Матвеев молча смотрит на Нику. Слушая ее, он словно погружается во что-то очень знакомое, но ведь это ему просто приснилось?
– Ты спи, Никуш. Мы с Димкой на тахте в кабинете устроились, Панфилов в гостиной, а Пашка и Леха – на двух раскладушках там же. Решили, что пока не разгребем это дерьмо,
– Но ты мне ничего не должен.
– Это не из-за «должен», Ника. Это просто по-человечески. По долгу дружбы, так сказать. Может, как-то очень быстро я к тебе в друзья набиваюсь, но все слишком быстро случилось, согласись. А потому мы здесь. И пока все не утрясется, будем рядом, уж не обессудь.
– Я… нет, что ты. Я думала, что… в общем, неважно, что я думала, просто я не знаю, что бы я без вас всех делала – в такой ситуации.
– Ровно то, что я сейчас делаю без тебя.
Матвеев поправил ей подушку и, погладив по голове, пошел в кабинет – заскрипела тахта под его телом, и все затихло. Они оба поняли то, что сказано не было. Сложись все по-другому, тела Матвеева и двух его людей сейчас покоились бы на дне пруда, а Ника, возможно, лежала бы в больнице без надежды на восстановление. Что стало бы при этом с их детьми, страшно подумать. Ника поежилась – именно Марек был причиной, по которой она живет так, как живет. Все для Марека, ради него, чтобы он не чувствовал себя несчастным, или обделенным, или нелюбимым. Чтобы видел счастливые сны. Потому, собственно, Ника не впустила в их жизнь другого мужчину: мысль о том, что этот чужой может косо посмотреть на ее ребенка, казалась ей ужасной. А потому романы свои Ника всерьез не воспринимала никогда – ни один из мужчин не годился на роль отца Марека, и домой их она не приглашала. Так, просто биоматериал, не более того.
Матвеев вспоминал ощущение ладони Ники, когда она обхватила его указательный палец. Ничего эротичного, Матвеев даже удивился – у него давно уже никого не было, а тут женщина, довольно молодая, привлекательная, и нравится ему… но как-то по-другому нравится.
– Па…
– Что ты, сынок? Чего не спишь?
– Если ты на ней женишься, я не против.
– Что?
Димка повернулся к Матвееву, в темноте блестят его глаза.
– Па, мы же взрослые люди. Конечно, ты когда-нибудь женишься. Если решишь жениться на Нике, я не против – она прикольная, веселая. Нравится мне, в общем.
– Она совсем на нашу маму не похожа.
– Никто не похож… – Димка вздыхает. – Но Ника очень хорошая. И с Мареком мы подружились.

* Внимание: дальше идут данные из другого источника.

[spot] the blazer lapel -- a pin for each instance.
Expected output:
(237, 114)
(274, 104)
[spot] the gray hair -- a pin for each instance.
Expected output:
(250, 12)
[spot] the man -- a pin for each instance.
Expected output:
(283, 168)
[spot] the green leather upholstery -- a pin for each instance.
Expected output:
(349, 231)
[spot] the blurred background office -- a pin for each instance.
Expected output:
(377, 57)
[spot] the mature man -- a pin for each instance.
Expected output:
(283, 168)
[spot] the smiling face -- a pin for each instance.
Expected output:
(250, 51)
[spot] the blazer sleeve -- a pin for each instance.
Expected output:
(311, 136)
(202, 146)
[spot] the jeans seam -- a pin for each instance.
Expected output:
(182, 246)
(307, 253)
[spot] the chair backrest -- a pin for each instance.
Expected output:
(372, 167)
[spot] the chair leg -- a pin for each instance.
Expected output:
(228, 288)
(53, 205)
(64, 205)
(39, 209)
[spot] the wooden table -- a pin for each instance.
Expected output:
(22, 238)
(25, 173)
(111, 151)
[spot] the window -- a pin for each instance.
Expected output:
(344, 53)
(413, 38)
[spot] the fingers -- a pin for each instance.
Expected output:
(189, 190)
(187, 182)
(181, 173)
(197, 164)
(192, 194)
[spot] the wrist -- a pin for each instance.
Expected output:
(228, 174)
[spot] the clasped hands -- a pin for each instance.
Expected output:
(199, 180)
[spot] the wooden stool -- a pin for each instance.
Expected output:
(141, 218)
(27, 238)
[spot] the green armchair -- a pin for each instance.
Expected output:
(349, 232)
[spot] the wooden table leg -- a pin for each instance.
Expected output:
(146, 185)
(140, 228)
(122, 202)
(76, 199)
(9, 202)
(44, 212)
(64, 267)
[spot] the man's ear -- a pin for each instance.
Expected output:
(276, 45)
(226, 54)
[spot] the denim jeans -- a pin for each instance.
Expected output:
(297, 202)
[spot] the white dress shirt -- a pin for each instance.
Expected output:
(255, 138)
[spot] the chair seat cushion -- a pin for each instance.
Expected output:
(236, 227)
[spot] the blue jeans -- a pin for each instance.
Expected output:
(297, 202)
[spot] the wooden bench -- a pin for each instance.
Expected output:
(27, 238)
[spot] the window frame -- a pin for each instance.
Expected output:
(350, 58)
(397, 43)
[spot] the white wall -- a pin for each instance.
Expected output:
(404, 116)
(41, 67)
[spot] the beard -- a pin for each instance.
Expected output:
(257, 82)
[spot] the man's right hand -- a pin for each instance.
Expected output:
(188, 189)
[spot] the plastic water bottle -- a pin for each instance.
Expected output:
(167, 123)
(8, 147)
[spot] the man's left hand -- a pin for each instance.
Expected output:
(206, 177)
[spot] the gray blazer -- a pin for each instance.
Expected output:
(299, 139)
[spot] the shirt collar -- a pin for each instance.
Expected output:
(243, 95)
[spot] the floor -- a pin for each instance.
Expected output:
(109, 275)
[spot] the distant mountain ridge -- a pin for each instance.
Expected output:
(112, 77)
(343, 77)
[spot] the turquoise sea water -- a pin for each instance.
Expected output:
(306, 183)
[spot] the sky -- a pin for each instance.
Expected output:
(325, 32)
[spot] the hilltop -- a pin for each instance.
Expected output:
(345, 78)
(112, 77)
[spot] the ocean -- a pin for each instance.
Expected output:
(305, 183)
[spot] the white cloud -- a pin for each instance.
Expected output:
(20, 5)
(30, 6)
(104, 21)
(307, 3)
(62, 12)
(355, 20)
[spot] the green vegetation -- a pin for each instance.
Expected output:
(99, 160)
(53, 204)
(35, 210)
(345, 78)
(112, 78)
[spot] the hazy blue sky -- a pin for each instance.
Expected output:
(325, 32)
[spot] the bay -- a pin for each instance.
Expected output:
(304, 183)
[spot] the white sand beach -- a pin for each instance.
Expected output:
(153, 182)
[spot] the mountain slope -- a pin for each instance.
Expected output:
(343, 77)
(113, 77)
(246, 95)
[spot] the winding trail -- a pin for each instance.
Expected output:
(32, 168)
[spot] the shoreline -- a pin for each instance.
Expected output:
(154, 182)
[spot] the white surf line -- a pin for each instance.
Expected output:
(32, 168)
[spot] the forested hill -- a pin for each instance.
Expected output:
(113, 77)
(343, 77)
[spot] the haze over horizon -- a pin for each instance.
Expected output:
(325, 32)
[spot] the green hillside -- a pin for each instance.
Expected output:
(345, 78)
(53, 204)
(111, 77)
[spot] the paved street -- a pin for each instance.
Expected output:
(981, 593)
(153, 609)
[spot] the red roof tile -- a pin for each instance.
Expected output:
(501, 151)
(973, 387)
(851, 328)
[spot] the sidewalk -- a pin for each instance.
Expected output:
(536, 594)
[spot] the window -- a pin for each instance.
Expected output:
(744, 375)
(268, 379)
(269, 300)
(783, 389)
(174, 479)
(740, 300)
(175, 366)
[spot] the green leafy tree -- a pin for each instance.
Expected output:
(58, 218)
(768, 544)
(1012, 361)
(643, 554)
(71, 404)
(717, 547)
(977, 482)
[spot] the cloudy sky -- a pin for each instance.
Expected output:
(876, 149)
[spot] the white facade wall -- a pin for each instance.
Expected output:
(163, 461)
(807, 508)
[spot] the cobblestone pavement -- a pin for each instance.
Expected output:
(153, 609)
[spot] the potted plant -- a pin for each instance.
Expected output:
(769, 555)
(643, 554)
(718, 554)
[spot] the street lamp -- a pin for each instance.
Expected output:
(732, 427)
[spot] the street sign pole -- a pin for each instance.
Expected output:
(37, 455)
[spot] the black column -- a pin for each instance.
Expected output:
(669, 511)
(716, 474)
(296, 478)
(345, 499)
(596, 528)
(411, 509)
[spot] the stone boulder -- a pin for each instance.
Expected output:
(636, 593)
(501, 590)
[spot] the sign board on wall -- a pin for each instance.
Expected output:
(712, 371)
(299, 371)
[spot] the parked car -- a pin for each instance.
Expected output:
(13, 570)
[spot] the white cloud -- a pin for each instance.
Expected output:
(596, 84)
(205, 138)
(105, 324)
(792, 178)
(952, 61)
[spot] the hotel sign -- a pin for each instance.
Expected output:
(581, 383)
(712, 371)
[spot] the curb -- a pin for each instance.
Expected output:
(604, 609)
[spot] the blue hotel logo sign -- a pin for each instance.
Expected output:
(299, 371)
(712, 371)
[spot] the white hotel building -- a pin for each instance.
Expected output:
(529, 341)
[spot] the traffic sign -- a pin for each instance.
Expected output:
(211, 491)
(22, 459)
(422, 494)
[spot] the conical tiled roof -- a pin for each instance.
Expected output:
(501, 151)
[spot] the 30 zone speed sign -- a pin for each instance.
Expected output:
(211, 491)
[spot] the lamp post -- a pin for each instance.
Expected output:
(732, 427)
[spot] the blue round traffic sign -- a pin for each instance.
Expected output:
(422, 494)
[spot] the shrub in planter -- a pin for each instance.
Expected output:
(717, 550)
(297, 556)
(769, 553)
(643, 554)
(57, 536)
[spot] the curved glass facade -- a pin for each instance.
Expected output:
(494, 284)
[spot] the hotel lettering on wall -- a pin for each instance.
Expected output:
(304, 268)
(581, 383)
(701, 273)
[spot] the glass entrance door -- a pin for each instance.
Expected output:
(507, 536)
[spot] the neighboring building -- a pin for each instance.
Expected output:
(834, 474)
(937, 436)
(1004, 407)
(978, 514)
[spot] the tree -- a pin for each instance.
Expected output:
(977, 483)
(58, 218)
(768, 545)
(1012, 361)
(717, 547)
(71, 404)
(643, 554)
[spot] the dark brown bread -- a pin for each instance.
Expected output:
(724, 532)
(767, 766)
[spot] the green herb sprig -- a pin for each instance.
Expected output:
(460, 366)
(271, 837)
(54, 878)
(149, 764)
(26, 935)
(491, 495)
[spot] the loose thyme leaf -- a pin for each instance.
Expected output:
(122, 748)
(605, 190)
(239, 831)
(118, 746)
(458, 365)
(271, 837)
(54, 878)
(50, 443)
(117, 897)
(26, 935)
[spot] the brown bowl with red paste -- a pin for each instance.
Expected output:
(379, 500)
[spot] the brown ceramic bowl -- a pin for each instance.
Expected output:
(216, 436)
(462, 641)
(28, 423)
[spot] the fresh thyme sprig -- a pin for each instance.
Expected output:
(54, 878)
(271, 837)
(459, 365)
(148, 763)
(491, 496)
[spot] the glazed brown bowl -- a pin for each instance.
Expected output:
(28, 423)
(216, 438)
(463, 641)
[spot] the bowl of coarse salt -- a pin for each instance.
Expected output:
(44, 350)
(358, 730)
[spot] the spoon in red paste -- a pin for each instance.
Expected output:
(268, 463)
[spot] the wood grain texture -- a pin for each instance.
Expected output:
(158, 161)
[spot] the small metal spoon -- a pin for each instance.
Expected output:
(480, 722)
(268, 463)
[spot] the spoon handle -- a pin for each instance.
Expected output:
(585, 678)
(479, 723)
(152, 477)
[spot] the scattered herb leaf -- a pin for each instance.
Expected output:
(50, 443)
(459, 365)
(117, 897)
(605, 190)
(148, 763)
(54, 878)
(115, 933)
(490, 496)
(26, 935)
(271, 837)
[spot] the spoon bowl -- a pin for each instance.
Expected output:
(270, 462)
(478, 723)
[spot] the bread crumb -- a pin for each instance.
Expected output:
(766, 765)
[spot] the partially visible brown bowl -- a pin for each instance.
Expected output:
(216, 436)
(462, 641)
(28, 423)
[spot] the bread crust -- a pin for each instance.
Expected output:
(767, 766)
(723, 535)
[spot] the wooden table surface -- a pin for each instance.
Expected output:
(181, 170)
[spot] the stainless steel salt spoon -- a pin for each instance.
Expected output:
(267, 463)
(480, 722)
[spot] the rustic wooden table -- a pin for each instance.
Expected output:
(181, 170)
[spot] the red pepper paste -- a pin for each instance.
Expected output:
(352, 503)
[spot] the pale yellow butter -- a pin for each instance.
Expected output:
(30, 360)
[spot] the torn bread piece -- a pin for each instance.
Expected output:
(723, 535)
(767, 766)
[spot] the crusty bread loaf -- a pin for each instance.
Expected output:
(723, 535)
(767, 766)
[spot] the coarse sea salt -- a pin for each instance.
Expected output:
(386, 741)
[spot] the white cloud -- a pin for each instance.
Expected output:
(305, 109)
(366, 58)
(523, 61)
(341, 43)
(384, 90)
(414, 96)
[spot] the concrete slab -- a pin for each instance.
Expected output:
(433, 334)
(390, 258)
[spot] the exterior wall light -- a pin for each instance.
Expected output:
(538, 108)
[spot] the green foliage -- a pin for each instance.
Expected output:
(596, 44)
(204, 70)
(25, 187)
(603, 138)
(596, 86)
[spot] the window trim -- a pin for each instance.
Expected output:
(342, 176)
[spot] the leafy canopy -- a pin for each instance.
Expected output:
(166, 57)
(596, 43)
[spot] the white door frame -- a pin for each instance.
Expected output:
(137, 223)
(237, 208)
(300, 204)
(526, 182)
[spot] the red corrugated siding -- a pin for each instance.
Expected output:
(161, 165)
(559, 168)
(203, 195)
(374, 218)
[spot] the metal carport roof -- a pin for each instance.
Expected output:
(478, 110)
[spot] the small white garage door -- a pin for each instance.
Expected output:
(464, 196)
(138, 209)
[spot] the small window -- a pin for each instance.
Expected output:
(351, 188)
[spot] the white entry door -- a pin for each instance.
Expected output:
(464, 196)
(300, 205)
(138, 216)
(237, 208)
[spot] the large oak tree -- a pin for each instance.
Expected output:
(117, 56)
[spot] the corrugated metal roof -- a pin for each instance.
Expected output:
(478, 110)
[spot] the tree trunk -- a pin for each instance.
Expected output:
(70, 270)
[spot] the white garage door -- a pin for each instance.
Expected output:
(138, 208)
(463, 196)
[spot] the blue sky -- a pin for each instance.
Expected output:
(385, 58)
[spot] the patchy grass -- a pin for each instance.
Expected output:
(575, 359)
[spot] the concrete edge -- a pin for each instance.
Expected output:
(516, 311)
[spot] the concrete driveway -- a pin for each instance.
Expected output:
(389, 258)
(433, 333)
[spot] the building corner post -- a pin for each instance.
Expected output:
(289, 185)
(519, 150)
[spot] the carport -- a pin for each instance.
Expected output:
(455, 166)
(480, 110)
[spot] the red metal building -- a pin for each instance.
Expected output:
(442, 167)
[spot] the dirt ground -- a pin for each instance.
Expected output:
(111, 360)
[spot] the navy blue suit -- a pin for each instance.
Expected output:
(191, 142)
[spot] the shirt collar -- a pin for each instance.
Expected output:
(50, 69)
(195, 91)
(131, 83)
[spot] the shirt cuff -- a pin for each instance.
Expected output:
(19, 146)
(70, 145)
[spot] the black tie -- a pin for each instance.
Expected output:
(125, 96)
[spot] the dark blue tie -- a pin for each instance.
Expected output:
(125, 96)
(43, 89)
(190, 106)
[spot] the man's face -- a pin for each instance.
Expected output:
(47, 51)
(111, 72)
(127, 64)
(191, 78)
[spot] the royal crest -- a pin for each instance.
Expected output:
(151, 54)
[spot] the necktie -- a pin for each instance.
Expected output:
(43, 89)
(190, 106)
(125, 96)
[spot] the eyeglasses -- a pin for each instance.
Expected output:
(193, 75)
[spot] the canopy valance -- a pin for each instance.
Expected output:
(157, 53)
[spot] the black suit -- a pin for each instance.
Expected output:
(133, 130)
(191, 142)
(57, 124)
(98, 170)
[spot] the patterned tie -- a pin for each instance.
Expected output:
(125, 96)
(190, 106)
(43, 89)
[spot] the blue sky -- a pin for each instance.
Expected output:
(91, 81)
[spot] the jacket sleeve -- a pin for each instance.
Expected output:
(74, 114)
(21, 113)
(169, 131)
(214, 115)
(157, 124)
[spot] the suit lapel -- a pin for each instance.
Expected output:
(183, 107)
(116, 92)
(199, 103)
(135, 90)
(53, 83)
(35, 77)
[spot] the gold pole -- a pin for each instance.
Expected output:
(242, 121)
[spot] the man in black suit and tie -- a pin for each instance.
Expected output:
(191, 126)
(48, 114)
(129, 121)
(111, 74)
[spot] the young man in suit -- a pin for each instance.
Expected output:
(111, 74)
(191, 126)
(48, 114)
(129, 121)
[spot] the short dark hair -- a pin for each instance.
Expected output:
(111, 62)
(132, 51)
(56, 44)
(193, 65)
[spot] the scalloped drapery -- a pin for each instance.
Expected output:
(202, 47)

– По-моему, ты суешь нос не туда, куда нужно. – Матвеев легонько щелкнул Димку по носу. – Даже речь об этом не идет.
– Нет, ну а если…
– Спи, Димка. Никаких «если».
Матвеев укутал сына одеялом и попытался уснуть, но сон бежал. Он силился вспомнить то, что очень давно загнал на самое дно памяти, решив, что это сон. Но сейчас пора эти обломки вытащить и попробовать склеить, потому что ему кажется, что забыл он что-то очень важное – вместе с тем, что забыть было нужно.
«Ее рука. Запястье – тонкое, белая кожа, родимое пятно… у Димки такое же, от меня досталось, у Марека тоже есть. Но что это значит? Это ничего не должно значить – но я уверен… мне снилось в детстве… всякое… крики, кровь, чей-то вой, рука – тонкое запястье, нож в крови… мать говорила, что это плохие сны, и я верил, но не все там было сном… Что это может значить? Спросить у родителей? Невозможно. Если они не сказали мне правду за всю жизнь, значит, не хотели, чтобы я помнил… но помнил – что? Я что-то видел в детстве, чего видеть не должен был. И меня убедили, что это сон. Глупости… мои родители не могли быть замешаны в том, что мне снится. Только не они, ведь я их всю жизнь знаю, и более неподходящих людей для истории с кровью и дракой представить себе невозможно… но что-то было, и я вспомню. Сам вспомню».